Endoxifen, a SERM and PKC inhibitor, has been reported in the context of BD, though largely in isolated case reports and small studies focusing on acute mania.[8,9] Its application in RCAD, however, has not been previously documented to our knowledge. The mechanism of its mood-stabilizing effect is believed to involve the inhibition of PKC, which plays a role in intracellular signaling pathways implicated in mania and affective dysregulation. Interestingly, both valproate and endoxifen have been independently shown to exert PKC-inhibitory effects, raising the possibility of a synergistic molecular interaction when used together. In addition to PKC modulation, the hormonal and neuroendocrine actions of endoxifen may be particularly relevant in female patients. Estrogen has been shown to influence serotonergic and dopaminergic pathways, both of which are central to mood regulation.[7] The chronic fluctuating mood states in all our 3 old-age female RCAD patients may, in part, be modulated by hormonal variability. Endoxifen’s estrogen receptor modulation could therefore represent a targeted approach for this subgroup. Both valproate and endoxifen significantly decrease phosphorylated PKC in the hippocampus, prefrontal cortex, amygdala, and striatum.[11]

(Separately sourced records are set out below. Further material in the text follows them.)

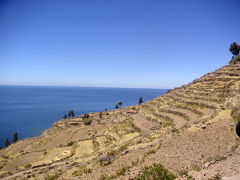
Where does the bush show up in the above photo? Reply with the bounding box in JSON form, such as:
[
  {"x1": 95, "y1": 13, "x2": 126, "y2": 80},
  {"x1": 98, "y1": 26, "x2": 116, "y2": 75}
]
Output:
[
  {"x1": 67, "y1": 141, "x2": 73, "y2": 146},
  {"x1": 130, "y1": 163, "x2": 176, "y2": 180},
  {"x1": 229, "y1": 42, "x2": 240, "y2": 55},
  {"x1": 83, "y1": 119, "x2": 92, "y2": 126}
]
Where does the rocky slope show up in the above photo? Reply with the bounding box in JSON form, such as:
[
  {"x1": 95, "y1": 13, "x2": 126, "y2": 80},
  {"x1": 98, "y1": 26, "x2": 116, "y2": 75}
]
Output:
[{"x1": 0, "y1": 64, "x2": 240, "y2": 180}]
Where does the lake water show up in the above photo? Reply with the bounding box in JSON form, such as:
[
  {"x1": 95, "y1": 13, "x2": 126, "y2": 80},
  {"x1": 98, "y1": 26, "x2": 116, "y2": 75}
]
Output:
[{"x1": 0, "y1": 86, "x2": 167, "y2": 146}]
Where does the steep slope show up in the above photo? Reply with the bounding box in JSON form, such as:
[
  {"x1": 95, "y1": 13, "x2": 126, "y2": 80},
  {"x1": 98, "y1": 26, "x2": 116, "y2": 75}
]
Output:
[{"x1": 0, "y1": 64, "x2": 240, "y2": 179}]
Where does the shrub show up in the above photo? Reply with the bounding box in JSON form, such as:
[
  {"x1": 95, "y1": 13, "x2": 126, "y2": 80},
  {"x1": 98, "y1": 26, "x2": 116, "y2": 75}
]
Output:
[
  {"x1": 12, "y1": 132, "x2": 18, "y2": 143},
  {"x1": 67, "y1": 141, "x2": 73, "y2": 146},
  {"x1": 130, "y1": 163, "x2": 176, "y2": 180},
  {"x1": 24, "y1": 164, "x2": 32, "y2": 169},
  {"x1": 229, "y1": 42, "x2": 240, "y2": 55},
  {"x1": 5, "y1": 138, "x2": 10, "y2": 147},
  {"x1": 138, "y1": 97, "x2": 143, "y2": 105},
  {"x1": 83, "y1": 119, "x2": 92, "y2": 126}
]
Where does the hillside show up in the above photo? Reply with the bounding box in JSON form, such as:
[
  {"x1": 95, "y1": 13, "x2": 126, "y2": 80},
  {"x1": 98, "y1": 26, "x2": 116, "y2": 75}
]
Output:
[{"x1": 0, "y1": 64, "x2": 240, "y2": 180}]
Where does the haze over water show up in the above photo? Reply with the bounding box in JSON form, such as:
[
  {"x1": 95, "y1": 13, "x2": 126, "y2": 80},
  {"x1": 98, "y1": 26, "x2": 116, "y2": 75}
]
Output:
[{"x1": 0, "y1": 86, "x2": 166, "y2": 146}]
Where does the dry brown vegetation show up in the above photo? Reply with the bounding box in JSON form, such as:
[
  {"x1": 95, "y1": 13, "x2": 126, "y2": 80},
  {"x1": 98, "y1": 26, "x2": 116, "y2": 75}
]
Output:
[{"x1": 0, "y1": 64, "x2": 240, "y2": 180}]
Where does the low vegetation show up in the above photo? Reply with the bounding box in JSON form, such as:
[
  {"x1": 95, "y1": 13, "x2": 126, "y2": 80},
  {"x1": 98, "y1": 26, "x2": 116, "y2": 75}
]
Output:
[{"x1": 129, "y1": 164, "x2": 176, "y2": 180}]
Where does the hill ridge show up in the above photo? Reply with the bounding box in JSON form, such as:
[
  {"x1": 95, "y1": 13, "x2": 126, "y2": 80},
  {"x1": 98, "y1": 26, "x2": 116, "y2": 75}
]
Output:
[{"x1": 0, "y1": 64, "x2": 240, "y2": 179}]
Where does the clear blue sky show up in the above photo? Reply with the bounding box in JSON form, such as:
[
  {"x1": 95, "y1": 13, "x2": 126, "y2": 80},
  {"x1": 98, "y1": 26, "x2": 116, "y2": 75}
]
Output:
[{"x1": 0, "y1": 0, "x2": 240, "y2": 88}]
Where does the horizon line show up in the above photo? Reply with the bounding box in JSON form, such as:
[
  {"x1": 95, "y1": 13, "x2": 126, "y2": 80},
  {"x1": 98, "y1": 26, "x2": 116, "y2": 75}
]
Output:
[{"x1": 0, "y1": 84, "x2": 173, "y2": 90}]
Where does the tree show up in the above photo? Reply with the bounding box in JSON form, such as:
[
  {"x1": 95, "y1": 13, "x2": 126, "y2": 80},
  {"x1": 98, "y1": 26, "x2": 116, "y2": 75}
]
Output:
[
  {"x1": 5, "y1": 138, "x2": 10, "y2": 147},
  {"x1": 138, "y1": 97, "x2": 143, "y2": 105},
  {"x1": 12, "y1": 132, "x2": 18, "y2": 143},
  {"x1": 229, "y1": 42, "x2": 240, "y2": 56}
]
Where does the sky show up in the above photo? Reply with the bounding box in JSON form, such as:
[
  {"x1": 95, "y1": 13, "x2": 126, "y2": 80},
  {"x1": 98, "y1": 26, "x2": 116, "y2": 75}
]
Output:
[{"x1": 0, "y1": 0, "x2": 240, "y2": 88}]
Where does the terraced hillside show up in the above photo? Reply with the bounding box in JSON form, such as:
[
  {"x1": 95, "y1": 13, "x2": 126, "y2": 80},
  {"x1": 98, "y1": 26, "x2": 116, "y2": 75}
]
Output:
[{"x1": 0, "y1": 64, "x2": 240, "y2": 180}]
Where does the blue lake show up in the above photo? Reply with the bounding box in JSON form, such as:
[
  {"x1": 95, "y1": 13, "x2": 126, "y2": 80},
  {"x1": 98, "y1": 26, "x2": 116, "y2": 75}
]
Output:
[{"x1": 0, "y1": 86, "x2": 167, "y2": 146}]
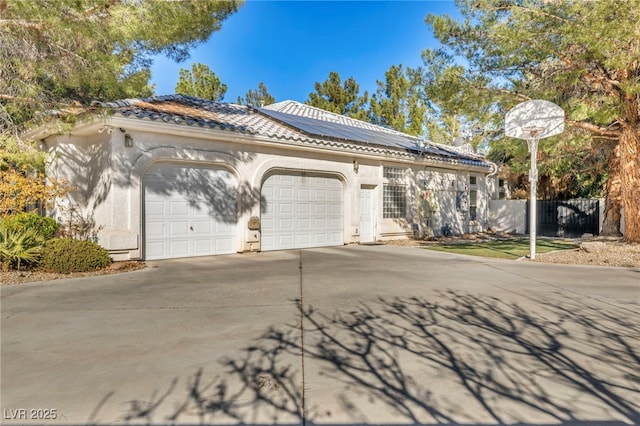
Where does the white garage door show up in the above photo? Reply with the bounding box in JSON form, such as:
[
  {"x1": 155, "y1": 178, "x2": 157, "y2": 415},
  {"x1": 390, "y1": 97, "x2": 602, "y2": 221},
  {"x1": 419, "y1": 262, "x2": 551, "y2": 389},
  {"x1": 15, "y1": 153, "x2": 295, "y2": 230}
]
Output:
[
  {"x1": 144, "y1": 164, "x2": 238, "y2": 260},
  {"x1": 261, "y1": 174, "x2": 344, "y2": 251}
]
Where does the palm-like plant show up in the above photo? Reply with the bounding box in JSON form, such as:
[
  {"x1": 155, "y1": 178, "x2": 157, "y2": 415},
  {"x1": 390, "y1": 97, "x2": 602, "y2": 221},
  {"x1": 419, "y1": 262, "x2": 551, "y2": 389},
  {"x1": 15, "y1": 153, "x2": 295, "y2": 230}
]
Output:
[{"x1": 0, "y1": 223, "x2": 45, "y2": 271}]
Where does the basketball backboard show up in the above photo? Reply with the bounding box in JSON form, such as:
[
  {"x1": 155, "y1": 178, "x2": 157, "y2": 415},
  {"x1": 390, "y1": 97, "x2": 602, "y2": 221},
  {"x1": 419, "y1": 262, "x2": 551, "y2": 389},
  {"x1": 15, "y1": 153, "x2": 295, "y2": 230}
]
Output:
[{"x1": 504, "y1": 99, "x2": 564, "y2": 140}]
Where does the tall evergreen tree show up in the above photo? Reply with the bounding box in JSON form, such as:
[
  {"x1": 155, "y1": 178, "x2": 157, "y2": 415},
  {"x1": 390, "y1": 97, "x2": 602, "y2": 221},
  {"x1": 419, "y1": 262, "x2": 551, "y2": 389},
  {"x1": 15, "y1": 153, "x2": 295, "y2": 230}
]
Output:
[
  {"x1": 238, "y1": 82, "x2": 276, "y2": 107},
  {"x1": 426, "y1": 0, "x2": 640, "y2": 242},
  {"x1": 175, "y1": 63, "x2": 227, "y2": 101},
  {"x1": 370, "y1": 65, "x2": 427, "y2": 136},
  {"x1": 305, "y1": 71, "x2": 369, "y2": 120},
  {"x1": 0, "y1": 0, "x2": 241, "y2": 136}
]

This case series has thus moved toward the need for identifying more precise neurobiological targets that, in turn, may help develop personalized approaches and more reliable biomarkers for treatment prediction in poor responders of RCAD. The combination of endoxifen and valproate was well-tolerated in all three patients, with no significant side effects or laboratory abnormalities reported during the last 10–12-month follow-up (normal LFT). The data are limited regarding the efficacy and safety of endoxifen 8 mg for long-term maintenance treatment, and only two previous reports suggest its use till 8 months.[12,13] This suggests that ours is one of the first cases wherein we continued endoxifen for a 12-month follow-up, and we found the regimen safe for long-term use; all 3 patients’ hepatic functions were within normal range. We intend to stop endoxifen in all 3 patients after 12 months and wonder if remission will be sustained or not. The limitations of this case series include the small sample size and lack of a control group, as well as the inclusion of only female RCAD patients, which restricts generalizability and therefore provides insufficient evidence to recommend the clinical use of endoxifen in all treatment-refractory RCAD cases. However, the chronicity and treatment resistance of three cases highlight the clinical significance of the observed outcomes. These findings warrant further exploration through RCTs to assess the efficacy and safety of endoxifen as an augmenting agent in RCAD, particularly in female patients.
CONCLUSION
To the best of our knowledge, this is the first case series or report to be published on the use of endoxifen in the management of chronic long-standing treatment-resistant RCAD. All three patients tolerated endoxifen for more than 8 months without any discernible adverse effects and surprisingly showed sustained remission. Endoxifen may represent a novel adjunctive treatment for RCAD, especially in patients with longstanding, treatment-refractory illness. The observed sustained remission in these three patients supports the hypothesis of a synergistic interaction with sodium valproate, offering new hope in an otherwise therapeutically limited condition.
Ethical approval:
Institutional review board approval is not required.
Declaration of patient consent:
The authors certify that they have obtained all appropriate patient consent.
Conflicts of interest:
There are no conflicts of interest.
Use of artificial intelligence (AI)-assisted technology for manuscript preparation:
The authors confirm that there was no use of artificial intelligence (AI)-assisted technology for assisting in the writing or editing of the manuscript and no images were manipulated using AI.
Financial support and sponsorship: Nil.